Both iOS and Android have guidelines developers can follow to make their apps accessible to people with visual impairments, including voiceover descriptions of everything happening on the screen and audio cued navigation. Pangia had coded most of the buttons in Dice World for accessibility. When Barbato saw the reaction, he realized that it was both a worthy initiative and a potential differentiator.
“We spent the next 12 months straight taking our games and making them completely accessible,” Barbato said. “It’s a nice market, but it’s also an extremely loyal and devoted one. We get ‘thank you’ emails daily. That said, it’s always a challenge getting users. Anything you can find that helps at all is a great thing.”
Most of Pangia’s acquisition comes through word of mouth. Users are rewarded with in-app currency – referred to as “gold” in the Dice World universe – for tweeting about the game or inviting Facebook friends to play. Many of its blind users will invite people from the blind community and their sighted friends and family to join in.
Pangia also messes around with Facebook demographic targeting a bit “to help us reach specific users – more than 70% of our users are female aged 35 and over,” Barbato said, “but that can get pretty expensive as well.”
Other than that, paid methods haven’t really panned out, although Barbato noted that Pangia’s will soon try advertising on podcasts with large audiences of visually impaired users.
“User acquisition has been the big question for us. What can we do on a limited budget? We tried doing pay-per-install campaigns with various vendors, but unless you want to spend a lot of money, you don’t get much out of it,” he said. “Something like 90% of users who install an app delete it within 24 hours. If I pay $3 or more for a user and then that user deletes the app? That hurts. Our model is to keep making our game better so that people tell their friends.”
One way Pangia’s trying to improve the game experience is through monetization that acts as an engagement mechanism, rather than a turnoff, which it can often be. “To maintain your five-star rating and make money on this whole thing is a struggle,” Barbato said.
Most of Pangia’s users stick with the free version of Dice World, although it is possible to dish out $1.99 for a version that doesn’t include banners.
“There’s no real incentive to remove the ads because it’s just a small banner ad at the bottom, although some of our users will do it just to support the game,” Barbato said. “It’s not a big part of our revenue at all.”
What has become a big part of Pangia’s revenue, however, is rewarded video. The company’s been working with mobile video monetization platform AerServ for the last six months to include branded videos inside the app. The product had been in beta, but will be generally available starting Thursday.

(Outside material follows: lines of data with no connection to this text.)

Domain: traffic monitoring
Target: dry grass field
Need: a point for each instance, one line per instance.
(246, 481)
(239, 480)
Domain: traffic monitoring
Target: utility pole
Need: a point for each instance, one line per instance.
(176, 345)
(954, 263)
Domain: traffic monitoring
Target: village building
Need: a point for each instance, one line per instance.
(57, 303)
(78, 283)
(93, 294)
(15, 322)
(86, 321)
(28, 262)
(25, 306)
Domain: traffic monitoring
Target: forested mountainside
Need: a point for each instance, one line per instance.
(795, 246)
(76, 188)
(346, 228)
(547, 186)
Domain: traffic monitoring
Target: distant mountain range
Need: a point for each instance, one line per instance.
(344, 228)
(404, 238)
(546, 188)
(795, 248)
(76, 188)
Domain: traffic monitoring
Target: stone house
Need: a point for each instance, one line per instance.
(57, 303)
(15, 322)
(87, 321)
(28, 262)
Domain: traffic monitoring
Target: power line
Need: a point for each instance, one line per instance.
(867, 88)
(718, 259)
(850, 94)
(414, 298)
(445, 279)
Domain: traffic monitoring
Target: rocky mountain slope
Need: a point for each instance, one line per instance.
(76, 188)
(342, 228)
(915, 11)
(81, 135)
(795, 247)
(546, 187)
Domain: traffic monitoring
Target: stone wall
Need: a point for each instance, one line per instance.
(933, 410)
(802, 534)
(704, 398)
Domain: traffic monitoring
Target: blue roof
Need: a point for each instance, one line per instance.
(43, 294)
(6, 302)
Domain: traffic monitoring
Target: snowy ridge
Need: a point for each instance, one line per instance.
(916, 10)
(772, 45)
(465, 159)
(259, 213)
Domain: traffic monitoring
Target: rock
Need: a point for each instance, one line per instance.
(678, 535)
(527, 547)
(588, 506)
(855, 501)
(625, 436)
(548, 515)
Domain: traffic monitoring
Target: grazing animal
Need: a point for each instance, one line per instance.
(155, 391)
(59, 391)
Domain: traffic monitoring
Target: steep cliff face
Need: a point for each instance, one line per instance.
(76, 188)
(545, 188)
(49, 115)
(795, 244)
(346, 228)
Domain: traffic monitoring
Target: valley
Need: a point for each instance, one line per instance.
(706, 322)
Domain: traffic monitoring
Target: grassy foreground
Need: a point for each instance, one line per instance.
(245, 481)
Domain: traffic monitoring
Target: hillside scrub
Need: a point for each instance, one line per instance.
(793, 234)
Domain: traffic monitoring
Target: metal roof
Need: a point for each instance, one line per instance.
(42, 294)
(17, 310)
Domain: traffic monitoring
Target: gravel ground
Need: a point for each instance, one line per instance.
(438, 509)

If users want to earn more in-app gold, they can tap on a button on the main page labeled “Free Gold.” Each video viewed equals a certain amount of gold earned. If users don’t want to see ads to earn free gold, they can get their gold as an in-app purchase.
“When you hit that button, it shows a video and awards gold and after that there’s a little prompt that says, ‘Do you want to watch another video and earn more gold?’ But it’s the user’s choice,” Barbato said. “If they don’t want to watch an ad, then we don’t force them. It doesn’t interrupt the gameplay.”

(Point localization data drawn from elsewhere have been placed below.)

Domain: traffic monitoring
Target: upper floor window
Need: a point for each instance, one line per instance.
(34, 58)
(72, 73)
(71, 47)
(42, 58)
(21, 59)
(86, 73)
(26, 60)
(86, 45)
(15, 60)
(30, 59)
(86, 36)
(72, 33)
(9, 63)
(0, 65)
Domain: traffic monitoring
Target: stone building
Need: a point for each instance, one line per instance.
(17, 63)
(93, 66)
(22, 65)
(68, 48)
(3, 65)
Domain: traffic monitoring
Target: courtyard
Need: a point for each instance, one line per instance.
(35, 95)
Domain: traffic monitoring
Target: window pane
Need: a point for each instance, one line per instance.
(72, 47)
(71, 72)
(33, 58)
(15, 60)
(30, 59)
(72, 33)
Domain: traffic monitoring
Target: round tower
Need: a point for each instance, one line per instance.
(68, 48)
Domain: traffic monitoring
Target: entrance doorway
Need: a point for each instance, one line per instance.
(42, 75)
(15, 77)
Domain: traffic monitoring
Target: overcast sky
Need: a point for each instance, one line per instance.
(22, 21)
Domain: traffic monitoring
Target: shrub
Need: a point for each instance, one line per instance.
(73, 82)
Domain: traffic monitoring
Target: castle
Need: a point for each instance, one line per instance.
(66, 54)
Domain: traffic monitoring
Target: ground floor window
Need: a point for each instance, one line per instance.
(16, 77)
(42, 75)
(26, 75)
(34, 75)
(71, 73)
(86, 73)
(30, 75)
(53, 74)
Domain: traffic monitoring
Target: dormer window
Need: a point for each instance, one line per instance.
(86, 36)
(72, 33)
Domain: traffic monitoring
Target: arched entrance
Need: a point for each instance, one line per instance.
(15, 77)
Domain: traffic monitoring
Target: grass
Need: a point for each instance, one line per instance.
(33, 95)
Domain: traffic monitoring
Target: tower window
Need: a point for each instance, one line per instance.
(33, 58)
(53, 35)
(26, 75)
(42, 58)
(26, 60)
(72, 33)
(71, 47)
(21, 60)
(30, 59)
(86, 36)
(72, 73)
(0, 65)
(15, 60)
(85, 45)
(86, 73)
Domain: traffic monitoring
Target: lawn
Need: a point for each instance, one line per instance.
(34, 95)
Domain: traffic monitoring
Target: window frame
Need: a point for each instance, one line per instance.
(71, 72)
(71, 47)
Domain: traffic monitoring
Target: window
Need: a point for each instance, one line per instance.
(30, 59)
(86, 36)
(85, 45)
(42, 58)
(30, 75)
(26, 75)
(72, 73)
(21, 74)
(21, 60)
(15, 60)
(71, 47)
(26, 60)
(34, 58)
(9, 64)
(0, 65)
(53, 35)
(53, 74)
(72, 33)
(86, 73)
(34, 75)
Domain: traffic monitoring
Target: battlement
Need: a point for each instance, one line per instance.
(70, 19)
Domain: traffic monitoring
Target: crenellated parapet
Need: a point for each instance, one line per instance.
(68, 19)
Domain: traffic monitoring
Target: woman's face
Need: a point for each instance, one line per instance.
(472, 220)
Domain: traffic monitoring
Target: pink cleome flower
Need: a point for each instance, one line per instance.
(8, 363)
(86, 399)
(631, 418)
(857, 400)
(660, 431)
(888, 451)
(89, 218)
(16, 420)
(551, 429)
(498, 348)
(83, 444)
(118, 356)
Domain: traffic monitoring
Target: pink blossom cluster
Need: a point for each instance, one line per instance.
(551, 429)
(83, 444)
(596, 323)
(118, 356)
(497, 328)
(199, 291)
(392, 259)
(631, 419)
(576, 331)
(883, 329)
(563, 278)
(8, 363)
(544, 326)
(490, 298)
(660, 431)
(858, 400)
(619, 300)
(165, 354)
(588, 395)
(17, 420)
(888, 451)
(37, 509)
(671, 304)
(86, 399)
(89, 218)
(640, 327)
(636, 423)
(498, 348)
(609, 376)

AerServ maintains the direct advertiser relationships.
“Developers [can] allocate their rewarded video inventory to buyers of their choice or receive additional monetization support through the aerMarket ad exchange,” said AerServ CEO Josh Speyer. “The number of videos available through the platform is in the billions per month.”
For the moment, Pangia also has to rely on monetizing with videos that promote other games, although it’s hoping to get to 100% branded videos soon.
“I don’t like advertising the competition in our games, but we only have so many videos available to us, and if we were to run out of videos, our users would actually get upset because they want to earn free gold without having the same ad play over and over again,” Barbato said. “We’re trying to keep as much inventory going as we need to keep our users happy.”
According to Barbato, users don’t just tolerate the ads – they seem to really appreciate them.
“Our users realize we’re a small company,” he said. “We’ve also received great feedback on rewarded video from the blind community. They complain when ads come up that have no words. Interstitials tell them nothing at all. But video ads talk to them. It’s like when a commercial plays on TV. They feel engaged."